The Fatherhood Project: Greg Hall’s Humorous Take on How Fathers are Celebrated

 Greg Hall in Chicago, IL, during a recent trip pictured here with his sons, Jake, 13-years-old  and Kevin, 5-years-old.  They are from Owosso, MI.  

 
Courtesy photo
 
By Greg Hall
 
Mother’s Day is the biggest day of the year for restaurants and means handmade cards covered in poster paint and crooked clay planters.  But what do we hear about Father’s Day?
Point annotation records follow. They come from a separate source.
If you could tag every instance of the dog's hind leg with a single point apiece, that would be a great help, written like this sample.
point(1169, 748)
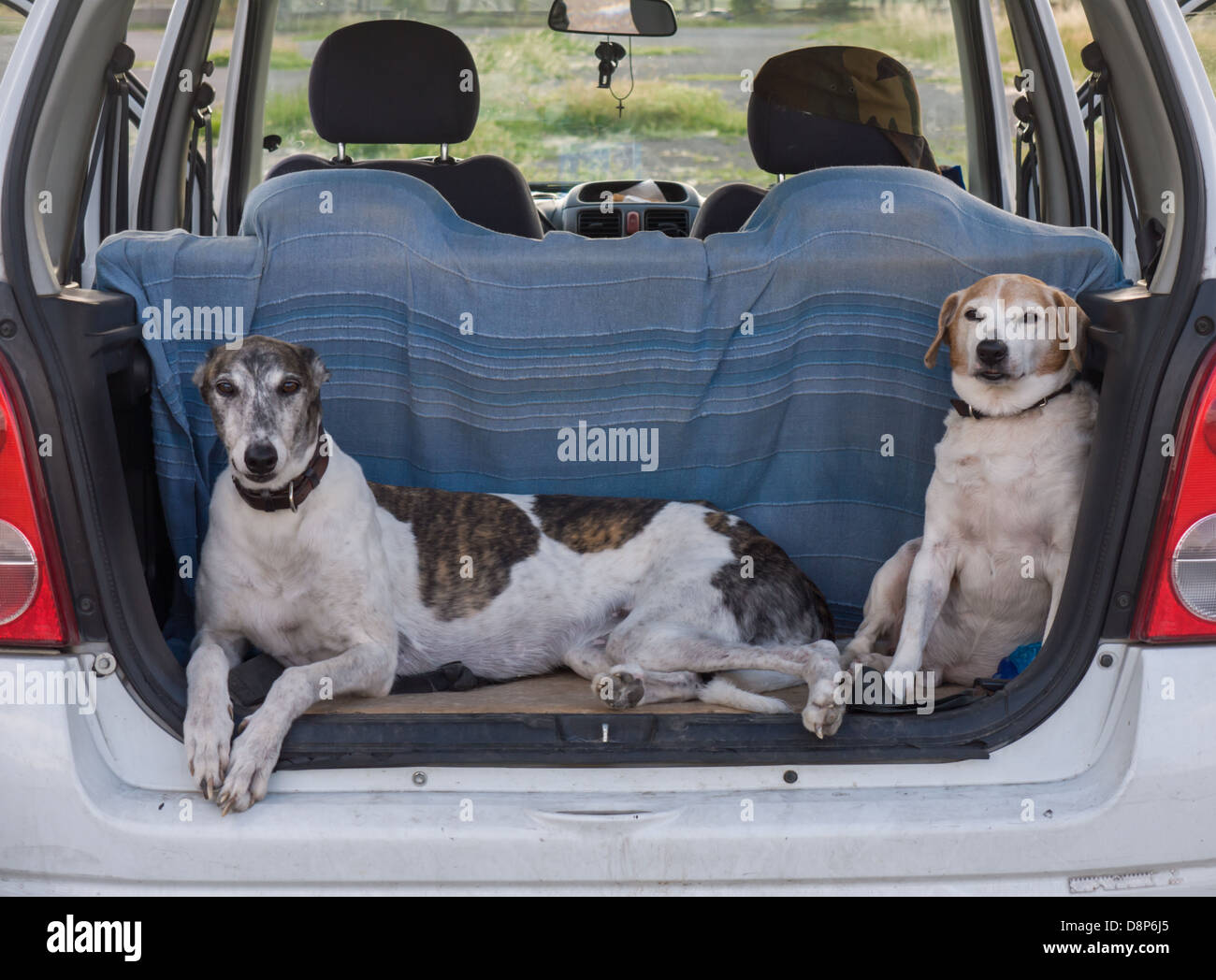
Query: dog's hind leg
point(365, 669)
point(632, 685)
point(670, 647)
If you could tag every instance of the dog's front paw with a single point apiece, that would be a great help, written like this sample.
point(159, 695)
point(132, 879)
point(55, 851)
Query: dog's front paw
point(207, 733)
point(254, 754)
point(620, 687)
point(825, 708)
point(900, 685)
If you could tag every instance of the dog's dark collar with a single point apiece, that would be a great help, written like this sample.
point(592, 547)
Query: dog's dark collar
point(295, 494)
point(968, 411)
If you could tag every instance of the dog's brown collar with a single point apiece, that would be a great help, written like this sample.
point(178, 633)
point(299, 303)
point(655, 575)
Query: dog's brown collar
point(968, 411)
point(295, 493)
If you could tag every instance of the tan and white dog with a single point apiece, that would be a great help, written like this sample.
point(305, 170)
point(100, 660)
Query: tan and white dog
point(1001, 507)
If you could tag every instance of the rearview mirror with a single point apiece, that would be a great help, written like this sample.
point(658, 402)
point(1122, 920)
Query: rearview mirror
point(636, 19)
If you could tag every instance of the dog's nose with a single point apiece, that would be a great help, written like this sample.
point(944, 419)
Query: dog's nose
point(260, 458)
point(992, 353)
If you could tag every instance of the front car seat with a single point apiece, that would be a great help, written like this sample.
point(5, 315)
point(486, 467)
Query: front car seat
point(404, 81)
point(816, 108)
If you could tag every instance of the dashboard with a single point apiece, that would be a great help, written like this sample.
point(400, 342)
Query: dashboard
point(619, 208)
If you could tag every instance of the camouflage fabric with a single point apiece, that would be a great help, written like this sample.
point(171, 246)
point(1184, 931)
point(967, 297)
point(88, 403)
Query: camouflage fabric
point(851, 85)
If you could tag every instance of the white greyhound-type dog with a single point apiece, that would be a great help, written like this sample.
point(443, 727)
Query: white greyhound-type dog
point(351, 584)
point(1001, 507)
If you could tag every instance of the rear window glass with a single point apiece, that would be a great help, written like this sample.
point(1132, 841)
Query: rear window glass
point(10, 27)
point(686, 116)
point(1203, 29)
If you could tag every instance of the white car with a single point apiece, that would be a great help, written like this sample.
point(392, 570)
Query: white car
point(1090, 772)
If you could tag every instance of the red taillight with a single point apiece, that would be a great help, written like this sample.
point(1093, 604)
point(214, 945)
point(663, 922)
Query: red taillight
point(31, 578)
point(1180, 598)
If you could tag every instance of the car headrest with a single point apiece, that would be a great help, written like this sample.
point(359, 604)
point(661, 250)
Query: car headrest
point(393, 81)
point(835, 106)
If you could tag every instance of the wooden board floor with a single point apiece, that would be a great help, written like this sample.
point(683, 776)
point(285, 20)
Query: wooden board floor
point(562, 693)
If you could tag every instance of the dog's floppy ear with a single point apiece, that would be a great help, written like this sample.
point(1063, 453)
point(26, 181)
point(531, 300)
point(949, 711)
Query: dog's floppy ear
point(202, 376)
point(944, 319)
point(317, 368)
point(1063, 304)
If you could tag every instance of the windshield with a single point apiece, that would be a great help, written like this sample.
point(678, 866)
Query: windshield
point(681, 117)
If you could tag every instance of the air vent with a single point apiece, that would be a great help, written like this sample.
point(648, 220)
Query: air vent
point(595, 223)
point(673, 222)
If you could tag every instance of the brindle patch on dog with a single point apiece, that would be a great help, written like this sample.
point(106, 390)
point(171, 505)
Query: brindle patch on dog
point(586, 525)
point(778, 603)
point(449, 526)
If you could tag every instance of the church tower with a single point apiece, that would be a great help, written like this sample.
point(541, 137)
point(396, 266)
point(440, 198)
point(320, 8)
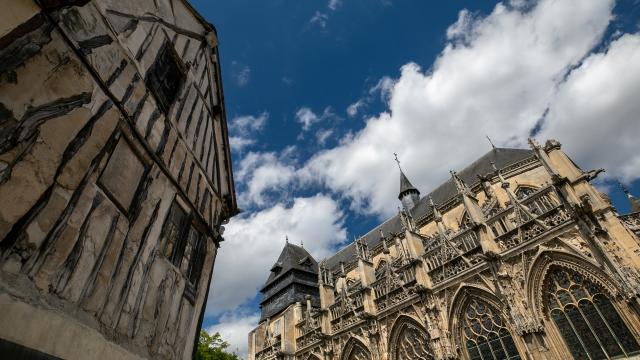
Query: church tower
point(409, 195)
point(633, 201)
point(293, 277)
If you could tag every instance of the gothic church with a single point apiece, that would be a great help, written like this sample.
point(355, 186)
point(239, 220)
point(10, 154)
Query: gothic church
point(517, 256)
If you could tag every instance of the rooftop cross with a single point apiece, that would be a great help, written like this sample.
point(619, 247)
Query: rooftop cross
point(398, 161)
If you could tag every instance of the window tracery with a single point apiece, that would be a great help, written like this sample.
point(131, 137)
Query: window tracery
point(485, 334)
point(411, 342)
point(523, 192)
point(585, 317)
point(356, 351)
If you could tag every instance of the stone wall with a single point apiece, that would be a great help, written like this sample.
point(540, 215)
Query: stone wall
point(111, 118)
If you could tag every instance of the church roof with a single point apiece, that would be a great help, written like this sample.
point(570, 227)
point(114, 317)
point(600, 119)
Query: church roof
point(405, 185)
point(292, 257)
point(502, 157)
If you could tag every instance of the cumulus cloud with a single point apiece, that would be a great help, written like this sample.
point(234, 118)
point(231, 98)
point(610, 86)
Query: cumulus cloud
point(352, 109)
point(234, 329)
point(496, 75)
point(323, 135)
point(596, 113)
point(306, 117)
point(254, 241)
point(319, 19)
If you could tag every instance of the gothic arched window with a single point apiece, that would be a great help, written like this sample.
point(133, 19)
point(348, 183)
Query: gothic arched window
point(410, 342)
point(585, 317)
point(355, 350)
point(381, 270)
point(485, 335)
point(523, 192)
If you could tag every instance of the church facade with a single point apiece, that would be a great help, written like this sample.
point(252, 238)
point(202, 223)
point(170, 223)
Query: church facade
point(115, 178)
point(517, 256)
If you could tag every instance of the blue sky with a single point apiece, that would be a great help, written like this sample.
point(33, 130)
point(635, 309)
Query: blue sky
point(319, 94)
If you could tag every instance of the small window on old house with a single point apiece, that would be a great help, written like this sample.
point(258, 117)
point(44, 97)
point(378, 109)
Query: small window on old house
point(165, 77)
point(184, 245)
point(172, 231)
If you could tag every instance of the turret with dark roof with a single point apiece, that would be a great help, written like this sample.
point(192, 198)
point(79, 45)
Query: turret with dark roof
point(633, 201)
point(292, 278)
point(408, 195)
point(502, 158)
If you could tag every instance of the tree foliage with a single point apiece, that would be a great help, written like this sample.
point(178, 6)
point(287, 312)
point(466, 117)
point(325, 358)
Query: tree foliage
point(212, 347)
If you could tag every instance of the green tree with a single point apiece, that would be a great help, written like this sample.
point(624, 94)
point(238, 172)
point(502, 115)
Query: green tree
point(212, 347)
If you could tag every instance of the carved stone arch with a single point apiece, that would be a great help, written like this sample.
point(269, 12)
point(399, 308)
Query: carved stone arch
point(540, 266)
point(409, 340)
point(381, 269)
point(578, 301)
point(479, 323)
point(355, 349)
point(523, 191)
point(465, 221)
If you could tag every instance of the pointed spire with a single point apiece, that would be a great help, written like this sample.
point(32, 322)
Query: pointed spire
point(490, 142)
point(633, 201)
point(406, 187)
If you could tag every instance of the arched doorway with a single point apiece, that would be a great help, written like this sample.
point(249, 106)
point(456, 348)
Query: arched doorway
point(409, 341)
point(586, 319)
point(355, 350)
point(484, 333)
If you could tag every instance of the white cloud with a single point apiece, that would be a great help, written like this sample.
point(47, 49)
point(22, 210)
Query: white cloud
point(260, 173)
point(323, 135)
point(352, 110)
point(596, 113)
point(498, 81)
point(334, 4)
point(234, 328)
point(254, 241)
point(307, 117)
point(319, 19)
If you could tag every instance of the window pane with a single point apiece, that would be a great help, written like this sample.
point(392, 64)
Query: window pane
point(568, 335)
point(604, 335)
point(496, 346)
point(474, 354)
point(197, 259)
point(583, 331)
point(172, 228)
point(616, 323)
point(484, 348)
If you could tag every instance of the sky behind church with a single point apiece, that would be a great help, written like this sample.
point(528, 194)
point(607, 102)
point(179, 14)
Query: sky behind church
point(320, 94)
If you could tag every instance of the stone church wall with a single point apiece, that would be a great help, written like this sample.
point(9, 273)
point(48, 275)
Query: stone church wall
point(112, 130)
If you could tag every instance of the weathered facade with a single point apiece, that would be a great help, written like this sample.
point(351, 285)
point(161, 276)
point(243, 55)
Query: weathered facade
point(517, 256)
point(115, 177)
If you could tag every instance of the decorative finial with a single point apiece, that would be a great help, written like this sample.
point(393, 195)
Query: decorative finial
point(397, 161)
point(490, 142)
point(623, 188)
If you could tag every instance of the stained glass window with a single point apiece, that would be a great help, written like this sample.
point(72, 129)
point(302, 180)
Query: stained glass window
point(587, 320)
point(485, 334)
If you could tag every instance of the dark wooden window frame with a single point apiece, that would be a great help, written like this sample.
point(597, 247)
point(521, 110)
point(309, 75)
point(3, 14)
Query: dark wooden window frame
point(166, 62)
point(198, 252)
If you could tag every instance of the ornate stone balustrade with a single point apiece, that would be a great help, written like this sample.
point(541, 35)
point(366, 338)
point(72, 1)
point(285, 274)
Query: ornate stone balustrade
point(632, 221)
point(272, 351)
point(532, 229)
point(309, 331)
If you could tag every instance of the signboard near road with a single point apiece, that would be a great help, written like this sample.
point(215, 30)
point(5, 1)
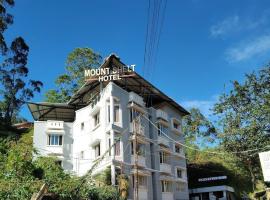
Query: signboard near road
point(265, 163)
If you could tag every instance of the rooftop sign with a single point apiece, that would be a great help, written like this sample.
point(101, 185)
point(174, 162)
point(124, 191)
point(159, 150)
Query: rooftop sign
point(265, 163)
point(108, 74)
point(216, 178)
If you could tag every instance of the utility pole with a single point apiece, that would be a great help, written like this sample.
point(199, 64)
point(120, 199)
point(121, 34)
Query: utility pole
point(135, 150)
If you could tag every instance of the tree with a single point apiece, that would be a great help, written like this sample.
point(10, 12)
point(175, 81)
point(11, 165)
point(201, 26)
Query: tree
point(68, 83)
point(16, 88)
point(6, 19)
point(198, 130)
point(244, 117)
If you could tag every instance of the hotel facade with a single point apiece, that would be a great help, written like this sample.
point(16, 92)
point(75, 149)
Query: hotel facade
point(107, 119)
Please, please, PLEASE not another tie.

 
The experts tell us that the ideal household has a figure that possesses the great attributes of a mother and a father (and I am not going to get into gender, because I don’t think that enters into it at all).  So why is it all right for “Father’s Day” to be boiled down to a tired cliché?  
 
News flash: Fathers don’t want another tie.  The tie of old represented a middle-class expectation that we had to have a decent office job to provide well for our family.  We are taught to be MEN – not to have “feels” that make us all soft and gooey. We don’t need some school-made art project on our desks, right?  We need the space for the 8 million reports still to be written. Hey, you know what?  Dads do want a handmade drink coaster or a cardboard picture frame with puffy stickers. We will make space!

 
Honestly, I think most dads would be happy if you gave them exclusive control of the television remote control for the day and don’t wake them up from a nap in the recliner. What is it about kids when they see their father’s eyes are closed?.  
This might give you the idea that men don’t love our families.  That’s not it. As a father for the last fifteen years, I wish I could show the emotion that my wife does towards the kids.  The emotions are there, they just have a hard, shiny veneer on them. 
 
The best sleep for any dad is when he knows the wife and kids are home, safe in their beds. Just leave me the remote.
 
Greg Hall teaches 6th grade English in Owosso, Michigan. He loves “Doctor Who” and a good laugh. You rarely see Greg without a book in his hand, but he enjoys swimming and bike rides with his kids.
 
This was printed in the October 16, 2016 – October 29, 2016 edition.